The 6 Effects Of Suntanning You Need To Know About
So you’re at your favourite beach, just got out of the water, and are about to soak up some summer sun. But then you remember to put on sunscreen lotion so you don’t leave the beach looking extra crispy. Ever wondered what tanning actually does to your body? It turns out that there are a few health benefits when it comes to the beach bums’ favourite activity. Here are the effects of suntanning that you need to know about.
1. What Happens
As you kick back, the sun’s rays begin to warm your pale torso. “Your body temperature rises, causing your blood vessels to dilate so heat is lost through your skin,” says dermatologist Dr Rona Mackie. Soon, your veins start bulging and you look flushed. “These are superficial blood vessels under your skin. Your heart rate should stay the same and there’ll be no difference to your circulation,” says Mackie. Besides tan lines that is.
2. Sweat, Sweat, Sweat
After a few minutes, your body moves to stage two of the cool-down process. “The above normal body temperature triggers the eccrine glands to go into action, enabling moisture to evaporate from your skin’s surface,” says Mackie. In other words, you sweat. But your body needs fluid and on a beach, dehydration can occur after about 10 minutes.

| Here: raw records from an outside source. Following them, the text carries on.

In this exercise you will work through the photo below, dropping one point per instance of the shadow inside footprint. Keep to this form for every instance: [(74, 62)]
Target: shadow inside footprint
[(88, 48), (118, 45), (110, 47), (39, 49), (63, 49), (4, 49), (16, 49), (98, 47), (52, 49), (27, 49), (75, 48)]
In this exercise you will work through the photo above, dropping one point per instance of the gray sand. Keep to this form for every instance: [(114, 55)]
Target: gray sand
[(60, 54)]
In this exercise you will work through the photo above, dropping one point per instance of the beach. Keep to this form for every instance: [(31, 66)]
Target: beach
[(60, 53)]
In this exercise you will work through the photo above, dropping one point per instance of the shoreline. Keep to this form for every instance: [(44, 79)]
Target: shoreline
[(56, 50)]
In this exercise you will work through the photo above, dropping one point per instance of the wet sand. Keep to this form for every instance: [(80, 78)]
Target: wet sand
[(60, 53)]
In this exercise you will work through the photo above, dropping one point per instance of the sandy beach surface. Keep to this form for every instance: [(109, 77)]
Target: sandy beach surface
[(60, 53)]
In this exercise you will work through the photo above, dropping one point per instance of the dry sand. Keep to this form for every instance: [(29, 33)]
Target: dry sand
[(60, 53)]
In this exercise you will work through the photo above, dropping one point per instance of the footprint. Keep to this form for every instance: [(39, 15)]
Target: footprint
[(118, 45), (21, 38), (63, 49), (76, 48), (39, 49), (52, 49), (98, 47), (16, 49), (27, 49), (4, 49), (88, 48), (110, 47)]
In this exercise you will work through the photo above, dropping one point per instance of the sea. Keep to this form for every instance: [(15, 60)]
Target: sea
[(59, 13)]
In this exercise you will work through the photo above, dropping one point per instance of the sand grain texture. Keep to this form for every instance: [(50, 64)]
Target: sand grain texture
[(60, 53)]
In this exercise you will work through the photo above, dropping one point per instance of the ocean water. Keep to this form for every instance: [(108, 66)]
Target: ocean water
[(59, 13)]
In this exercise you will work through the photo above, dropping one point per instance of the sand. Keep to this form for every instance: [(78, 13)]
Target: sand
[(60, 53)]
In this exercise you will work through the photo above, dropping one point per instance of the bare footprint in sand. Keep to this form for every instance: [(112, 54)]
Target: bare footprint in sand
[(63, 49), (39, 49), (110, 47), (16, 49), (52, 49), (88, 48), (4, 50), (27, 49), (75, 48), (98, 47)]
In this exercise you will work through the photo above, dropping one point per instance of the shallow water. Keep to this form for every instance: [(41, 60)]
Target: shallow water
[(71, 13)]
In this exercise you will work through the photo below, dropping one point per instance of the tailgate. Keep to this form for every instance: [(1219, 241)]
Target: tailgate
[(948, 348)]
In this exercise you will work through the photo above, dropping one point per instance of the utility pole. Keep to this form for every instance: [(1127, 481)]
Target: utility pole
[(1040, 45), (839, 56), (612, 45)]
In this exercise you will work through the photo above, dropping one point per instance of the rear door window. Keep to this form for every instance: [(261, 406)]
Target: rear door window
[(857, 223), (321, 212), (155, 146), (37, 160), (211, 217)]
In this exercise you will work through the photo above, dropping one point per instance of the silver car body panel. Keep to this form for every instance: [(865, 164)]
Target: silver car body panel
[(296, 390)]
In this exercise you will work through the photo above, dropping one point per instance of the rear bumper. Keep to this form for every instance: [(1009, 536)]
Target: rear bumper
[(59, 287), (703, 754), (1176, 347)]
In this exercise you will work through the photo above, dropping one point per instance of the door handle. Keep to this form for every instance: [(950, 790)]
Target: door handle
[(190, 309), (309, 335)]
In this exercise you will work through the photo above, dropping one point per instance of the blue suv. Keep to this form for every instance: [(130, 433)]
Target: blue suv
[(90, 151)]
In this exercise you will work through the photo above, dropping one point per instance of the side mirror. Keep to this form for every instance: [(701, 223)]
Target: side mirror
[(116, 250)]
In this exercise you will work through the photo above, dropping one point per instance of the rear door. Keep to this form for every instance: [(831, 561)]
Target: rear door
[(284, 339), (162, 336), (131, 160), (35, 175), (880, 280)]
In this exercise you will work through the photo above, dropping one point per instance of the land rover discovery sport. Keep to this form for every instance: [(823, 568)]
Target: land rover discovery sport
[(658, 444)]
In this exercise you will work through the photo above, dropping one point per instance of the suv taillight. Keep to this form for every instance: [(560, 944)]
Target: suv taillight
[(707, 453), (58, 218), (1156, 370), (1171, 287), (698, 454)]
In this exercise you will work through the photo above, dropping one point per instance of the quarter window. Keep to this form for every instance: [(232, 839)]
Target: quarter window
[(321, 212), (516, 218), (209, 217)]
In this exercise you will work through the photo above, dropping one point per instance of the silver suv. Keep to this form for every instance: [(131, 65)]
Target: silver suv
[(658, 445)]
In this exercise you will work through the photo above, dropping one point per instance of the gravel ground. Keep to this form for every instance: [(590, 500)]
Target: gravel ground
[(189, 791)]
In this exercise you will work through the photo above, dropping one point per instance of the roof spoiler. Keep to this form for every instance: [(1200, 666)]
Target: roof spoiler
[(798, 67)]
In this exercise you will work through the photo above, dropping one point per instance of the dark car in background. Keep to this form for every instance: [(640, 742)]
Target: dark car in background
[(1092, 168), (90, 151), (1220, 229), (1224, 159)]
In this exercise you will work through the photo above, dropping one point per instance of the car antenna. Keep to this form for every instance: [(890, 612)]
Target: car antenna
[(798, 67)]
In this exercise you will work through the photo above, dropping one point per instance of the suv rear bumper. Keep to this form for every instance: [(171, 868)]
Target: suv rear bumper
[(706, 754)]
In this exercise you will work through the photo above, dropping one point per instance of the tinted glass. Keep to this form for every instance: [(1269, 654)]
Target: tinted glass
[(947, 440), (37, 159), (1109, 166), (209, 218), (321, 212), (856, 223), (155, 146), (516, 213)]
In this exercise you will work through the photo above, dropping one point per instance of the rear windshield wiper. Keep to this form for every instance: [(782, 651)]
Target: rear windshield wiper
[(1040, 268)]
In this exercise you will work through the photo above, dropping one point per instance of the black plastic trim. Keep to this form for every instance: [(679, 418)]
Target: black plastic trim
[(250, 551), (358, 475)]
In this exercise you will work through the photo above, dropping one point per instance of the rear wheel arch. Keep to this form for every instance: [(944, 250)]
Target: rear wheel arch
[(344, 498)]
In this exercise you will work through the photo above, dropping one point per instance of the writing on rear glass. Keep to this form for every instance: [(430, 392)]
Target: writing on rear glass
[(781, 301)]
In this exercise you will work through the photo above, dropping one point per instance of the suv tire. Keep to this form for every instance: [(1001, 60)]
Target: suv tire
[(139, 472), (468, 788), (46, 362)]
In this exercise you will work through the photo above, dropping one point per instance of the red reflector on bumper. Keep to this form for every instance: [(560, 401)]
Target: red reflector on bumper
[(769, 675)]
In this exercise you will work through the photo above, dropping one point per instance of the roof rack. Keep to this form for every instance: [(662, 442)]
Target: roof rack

“It’s easy to get light-headed and dizzy if you lose a lot of fluid, so drink 250ml of water for every half hour you spend sunbathing,” advises Mackie.
3. Skin Damage
Oh dear, a human lobster… “UV rays are damaging your skin’s surface cells,” says Mackie. Cover yourself with SPF30+ cream 15 minutes before going outdoors. But it’s not all bad: the UVs also trigger the release of melanin – the chemical that protects your body from absorbing too much solar scorch, and makes your skin go brown. You won’t see it until the inflammation goes down though.
4. Feeling Bright
Even if your skin’s a bit rosy, you’ll be feeling good by now. And not just because you aren’t in the office. “There are light receptors at the back of your eye, which trigger an endorphin rush in your blood, giving you a feeling of wellbeing,” says Mackie. A study in the Journal of the American Academy of Dermatology found two weekly 15-minute doses of UV rays was enough to make men feel happier and more relaxed. A cocktail wouldn’t hurt either.
There’s more good news: “Your skin absorbs sunlight and converts it into vitamin D,” says Dr William Grant of the Sunlight, Nutrition and Health Research Centre in the US (www.sunarc.org). The benefits of “D” are huge: it fights prostate and colon cancer, as well as acne and heart disease. “If you have fair skin, 30 minutes in the hot sun will give you half your RDA of vitamin D.
6. Stay Young
After 30 minutes in the sun, get out of it. “When they hit your skin, UV rays actually damage your DNA,” says skin cancer specialist Dr John O’Driscoll. Cell damage accumulates, releasing nasty, cancer-causing free-radicals, lighting the fuse on the melanoma time bomb. Minimise sunbathing from 11am to 3pm and look for any moles that have changed colour or size. If you spot one, head to a dermatologist to get checked out by a pro.
Pro tip: Eating oily fish, fresh fruit and vegetables reduces your skin’s sensitivity to the sun, so you won’t burn as quickly.